Also, he's a pretty nothing defender, waves a great towel........and he never, ever, ever smiles.


----------



## New Jazzy Nets (Jan 25, 2006)

to backup paul? wtf. I thought they signed Bobby Jackson


----------



## Sham (Dec 2, 2002)

Every team needs a third stringer. And he and Jackson will probably play alongside each other a fair bit.


----------



## o.iatlhawksfan (Mar 3, 2006)

It's always good to have a scoring role player off the bench.


----------



## Damian Necronamous (Jun 10, 2002)

PG: Chris Paul...Bobby Jackson...Jannero Pargo
SG: Desmond Mason...Rasual Butler
SF: Peja Stojakovic...Linton Johnson III
PF: David West...Cedric Simmons...Brandon Bass
C: Tyson Chandler...Hilton Armstrong...Marc Jackson

They could start Butler and have Mason come off of the bench. Either way, this team has the potential to do a lot of damage. They've got depth, young talent, and a good young leader in Chris Paul. I don't think they'll make it past the first round next year, but they could go very deep into the playoffs in another year or two.


----------



## girllovesthegame (Nov 3, 2005)

New Jazzy Nets said:


> to backup paul? wtf. I thought they signed Bobby Jackson



Yea I think they must've forgotten about Bobby.


----------



## GNG (Aug 17, 2002)

For when Bobby Jackson misses his customary 15-20 games.


----------



## supermati (Mar 28, 2005)

It's a good pick, every team needs a 3rd PG, when they have Bobby Jackson that also plays SG.
Anyway Pargo is a good player, he just needs to have some confidence on him.


----------



## jalen5 (Nov 19, 2004)

Pargo was signed as the 3rd PG to backup Bobby Jackson, who is backing up Chris Paul but will also play some at the same time as Paul when the Hornets go small...Pargo is a better player than most Bulls fans would have you believe...and I'm a Bulls fan as well...he is a good guy to have come off the bench to give your starters a break. He can score and the Hornets can't get enough of that after not having many scorers last year. I really like this signing...


----------



## HB (May 1, 2004)

Not a bad signing for you guys. Jackson usually misses significant time, Pargo should soften such a blow if it happens


----------



## qross1fan (Dec 28, 2004)

o.iatlhawksfan said:


> It's always good to have a scoring role player off the bench.

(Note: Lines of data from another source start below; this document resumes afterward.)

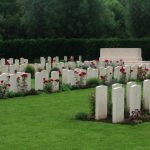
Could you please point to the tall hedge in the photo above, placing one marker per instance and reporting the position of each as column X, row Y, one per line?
column 88, row 48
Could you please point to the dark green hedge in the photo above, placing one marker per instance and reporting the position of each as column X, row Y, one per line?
column 88, row 48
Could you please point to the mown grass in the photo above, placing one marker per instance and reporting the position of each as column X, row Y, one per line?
column 46, row 122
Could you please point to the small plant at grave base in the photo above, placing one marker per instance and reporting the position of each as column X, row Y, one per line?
column 50, row 84
column 123, row 76
column 92, row 65
column 148, row 76
column 82, row 76
column 47, row 85
column 22, row 83
column 137, row 116
column 56, row 69
column 30, row 69
column 4, row 86
column 103, row 79
column 93, row 82
column 141, row 75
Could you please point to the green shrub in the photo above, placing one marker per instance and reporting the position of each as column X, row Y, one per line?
column 48, row 88
column 81, row 116
column 30, row 69
column 93, row 82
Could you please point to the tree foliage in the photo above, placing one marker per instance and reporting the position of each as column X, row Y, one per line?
column 74, row 19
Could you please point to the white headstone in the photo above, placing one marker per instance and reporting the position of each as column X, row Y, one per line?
column 101, row 102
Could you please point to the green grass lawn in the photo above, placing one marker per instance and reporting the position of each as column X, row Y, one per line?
column 46, row 122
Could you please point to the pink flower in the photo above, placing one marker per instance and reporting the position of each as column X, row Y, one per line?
column 24, row 75
column 8, row 85
column 122, row 70
column 102, row 78
column 106, row 61
column 18, row 78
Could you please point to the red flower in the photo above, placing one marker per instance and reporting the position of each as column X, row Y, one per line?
column 57, row 80
column 59, row 72
column 82, row 74
column 18, row 78
column 106, row 61
column 102, row 77
column 6, row 62
column 8, row 85
column 76, row 72
column 51, row 80
column 146, row 69
column 24, row 75
column 122, row 70
column 131, row 70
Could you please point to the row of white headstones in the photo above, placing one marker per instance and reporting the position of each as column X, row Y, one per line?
column 72, row 78
column 133, row 100
column 11, row 79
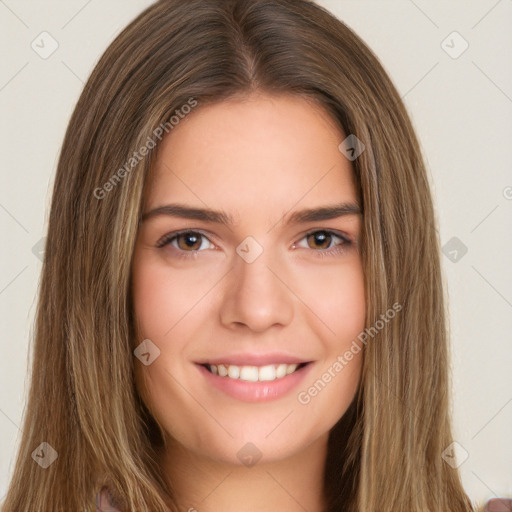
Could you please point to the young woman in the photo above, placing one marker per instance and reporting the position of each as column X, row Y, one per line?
column 241, row 304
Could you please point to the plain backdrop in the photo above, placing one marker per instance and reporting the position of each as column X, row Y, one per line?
column 450, row 61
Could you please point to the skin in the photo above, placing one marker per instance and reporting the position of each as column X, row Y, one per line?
column 259, row 159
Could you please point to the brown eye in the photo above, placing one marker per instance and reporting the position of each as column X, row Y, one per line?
column 189, row 241
column 186, row 241
column 324, row 241
column 319, row 239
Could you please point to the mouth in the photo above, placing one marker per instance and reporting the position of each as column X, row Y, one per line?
column 252, row 373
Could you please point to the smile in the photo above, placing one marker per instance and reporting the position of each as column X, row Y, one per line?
column 254, row 373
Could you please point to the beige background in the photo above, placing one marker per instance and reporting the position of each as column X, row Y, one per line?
column 461, row 106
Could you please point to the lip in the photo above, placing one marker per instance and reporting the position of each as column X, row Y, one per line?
column 255, row 391
column 255, row 359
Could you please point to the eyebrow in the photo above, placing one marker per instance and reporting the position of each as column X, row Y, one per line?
column 216, row 216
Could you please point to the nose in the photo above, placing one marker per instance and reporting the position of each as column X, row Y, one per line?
column 257, row 295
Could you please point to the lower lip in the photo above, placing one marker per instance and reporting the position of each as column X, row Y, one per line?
column 256, row 391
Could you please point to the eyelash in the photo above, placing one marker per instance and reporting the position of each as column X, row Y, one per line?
column 332, row 251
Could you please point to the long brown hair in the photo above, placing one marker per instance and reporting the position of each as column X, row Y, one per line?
column 385, row 453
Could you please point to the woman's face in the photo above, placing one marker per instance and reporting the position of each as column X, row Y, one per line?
column 270, row 280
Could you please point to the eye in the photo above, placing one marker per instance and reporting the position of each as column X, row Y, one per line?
column 187, row 241
column 324, row 240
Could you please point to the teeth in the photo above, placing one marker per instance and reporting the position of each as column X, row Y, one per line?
column 253, row 373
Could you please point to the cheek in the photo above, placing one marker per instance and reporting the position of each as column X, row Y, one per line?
column 336, row 295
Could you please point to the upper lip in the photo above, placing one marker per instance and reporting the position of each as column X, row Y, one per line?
column 255, row 359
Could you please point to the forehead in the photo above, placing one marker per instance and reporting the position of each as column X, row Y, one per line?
column 255, row 154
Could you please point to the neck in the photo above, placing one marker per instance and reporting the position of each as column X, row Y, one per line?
column 202, row 484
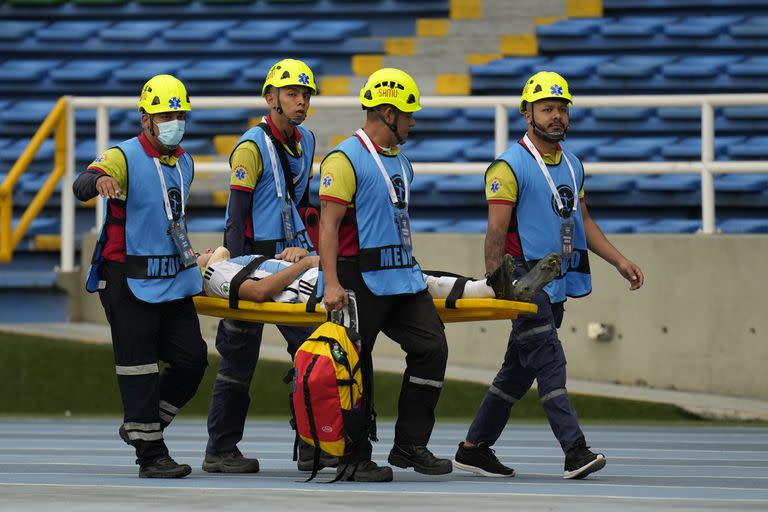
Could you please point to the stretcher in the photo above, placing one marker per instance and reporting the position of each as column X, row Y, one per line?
column 467, row 310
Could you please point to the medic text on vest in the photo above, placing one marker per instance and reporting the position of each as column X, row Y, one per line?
column 163, row 266
column 394, row 257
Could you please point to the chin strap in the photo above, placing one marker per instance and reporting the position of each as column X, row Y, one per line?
column 392, row 126
column 550, row 137
column 279, row 110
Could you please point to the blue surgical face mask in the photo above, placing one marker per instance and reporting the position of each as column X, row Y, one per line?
column 171, row 132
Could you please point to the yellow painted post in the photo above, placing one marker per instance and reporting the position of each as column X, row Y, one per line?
column 5, row 225
column 583, row 8
column 10, row 237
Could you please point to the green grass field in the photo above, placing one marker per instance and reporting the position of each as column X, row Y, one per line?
column 48, row 377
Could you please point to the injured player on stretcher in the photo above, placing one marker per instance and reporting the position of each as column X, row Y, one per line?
column 292, row 277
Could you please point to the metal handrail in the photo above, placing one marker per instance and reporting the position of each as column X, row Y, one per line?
column 11, row 236
column 706, row 165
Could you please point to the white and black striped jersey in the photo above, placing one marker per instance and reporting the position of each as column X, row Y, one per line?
column 218, row 276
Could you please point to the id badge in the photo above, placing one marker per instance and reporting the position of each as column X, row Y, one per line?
column 404, row 227
column 286, row 213
column 182, row 243
column 567, row 227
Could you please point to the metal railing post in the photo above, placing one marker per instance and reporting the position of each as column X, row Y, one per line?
column 67, row 198
column 707, row 157
column 102, row 141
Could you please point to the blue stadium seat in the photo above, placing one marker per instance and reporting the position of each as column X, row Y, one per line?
column 637, row 114
column 437, row 114
column 198, row 31
column 439, row 150
column 214, row 74
column 70, row 31
column 464, row 183
column 573, row 67
column 741, row 183
column 569, row 34
column 262, row 31
column 15, row 31
column 689, row 148
column 139, row 71
column 670, row 226
column 483, row 152
column 135, row 31
column 670, row 183
column 424, row 183
column 25, row 70
column 585, row 147
column 329, row 31
column 644, row 27
column 616, row 226
column 752, row 149
column 744, row 226
column 466, row 226
column 634, row 148
column 43, row 161
column 700, row 27
column 699, row 66
column 509, row 67
column 30, row 112
column 754, row 27
column 430, row 225
column 754, row 66
column 633, row 66
column 85, row 71
column 610, row 183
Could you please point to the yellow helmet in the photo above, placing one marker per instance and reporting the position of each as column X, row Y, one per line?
column 390, row 86
column 544, row 84
column 164, row 93
column 289, row 72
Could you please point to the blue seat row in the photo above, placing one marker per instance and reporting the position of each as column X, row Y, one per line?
column 219, row 37
column 627, row 74
column 612, row 226
column 702, row 33
column 398, row 10
column 118, row 77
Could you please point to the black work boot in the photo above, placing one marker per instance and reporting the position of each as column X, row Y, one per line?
column 545, row 270
column 164, row 467
column 420, row 459
column 229, row 462
column 481, row 460
column 365, row 471
column 580, row 461
column 501, row 280
column 307, row 458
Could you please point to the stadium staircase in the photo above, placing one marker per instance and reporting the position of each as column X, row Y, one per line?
column 224, row 47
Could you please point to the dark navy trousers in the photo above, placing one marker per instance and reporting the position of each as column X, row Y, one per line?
column 239, row 344
column 533, row 352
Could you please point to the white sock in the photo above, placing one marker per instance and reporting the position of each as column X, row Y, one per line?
column 440, row 287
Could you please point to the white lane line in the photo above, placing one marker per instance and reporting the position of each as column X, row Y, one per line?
column 348, row 490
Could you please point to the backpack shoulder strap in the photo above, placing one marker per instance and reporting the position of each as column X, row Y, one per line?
column 283, row 161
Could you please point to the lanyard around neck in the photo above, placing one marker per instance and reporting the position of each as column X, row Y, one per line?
column 275, row 172
column 166, row 201
column 548, row 176
column 390, row 187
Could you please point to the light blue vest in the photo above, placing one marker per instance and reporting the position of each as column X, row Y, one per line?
column 267, row 221
column 152, row 265
column 388, row 268
column 538, row 222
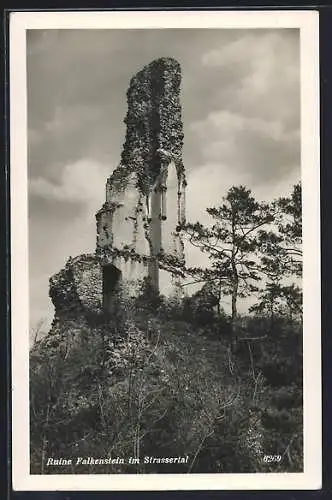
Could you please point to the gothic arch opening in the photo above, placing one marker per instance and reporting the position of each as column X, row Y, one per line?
column 111, row 278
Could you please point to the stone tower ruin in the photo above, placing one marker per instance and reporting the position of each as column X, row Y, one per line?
column 139, row 225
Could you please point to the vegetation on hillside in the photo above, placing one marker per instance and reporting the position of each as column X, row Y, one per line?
column 182, row 378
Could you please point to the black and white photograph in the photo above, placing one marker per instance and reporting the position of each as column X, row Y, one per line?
column 165, row 222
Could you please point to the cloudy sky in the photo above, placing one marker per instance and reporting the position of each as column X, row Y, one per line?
column 241, row 112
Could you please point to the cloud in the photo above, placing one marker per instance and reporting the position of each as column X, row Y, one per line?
column 263, row 149
column 81, row 182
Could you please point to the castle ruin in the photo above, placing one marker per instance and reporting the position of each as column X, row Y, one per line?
column 138, row 226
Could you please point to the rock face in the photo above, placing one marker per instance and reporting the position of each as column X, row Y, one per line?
column 138, row 227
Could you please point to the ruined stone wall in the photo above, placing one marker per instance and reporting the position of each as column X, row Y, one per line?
column 137, row 222
column 78, row 286
column 138, row 227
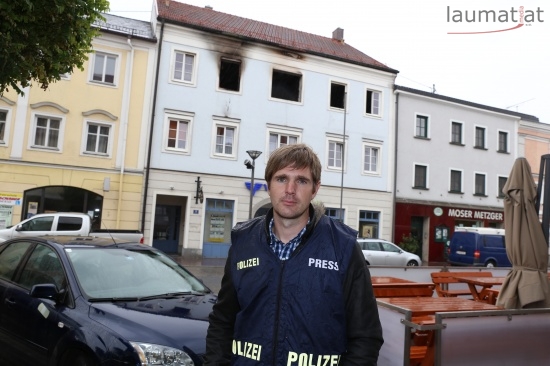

Esp. one that has playoff experience like Pargo does.

Pretty good signing with how small the PG market was getting too.


----------



## girllovesthegame (Nov 3, 2005)

He signed today....


http://sports.espn.go.com/nba/news/story?id=2544958


----------



## girllovesthegame (Nov 3, 2005)

Newest Hornet...

http://us.i1.yimg.com/us.yimg.com/p/sp/getty/db/full.getty-71614495lm006_pargo_12_39_00_am.jpg


----------



## Geaux Tigers (Apr 26, 2004)

I like this pickup. He can shoot the ball well if he gets hot and we need that. He's pretty tough also.


----------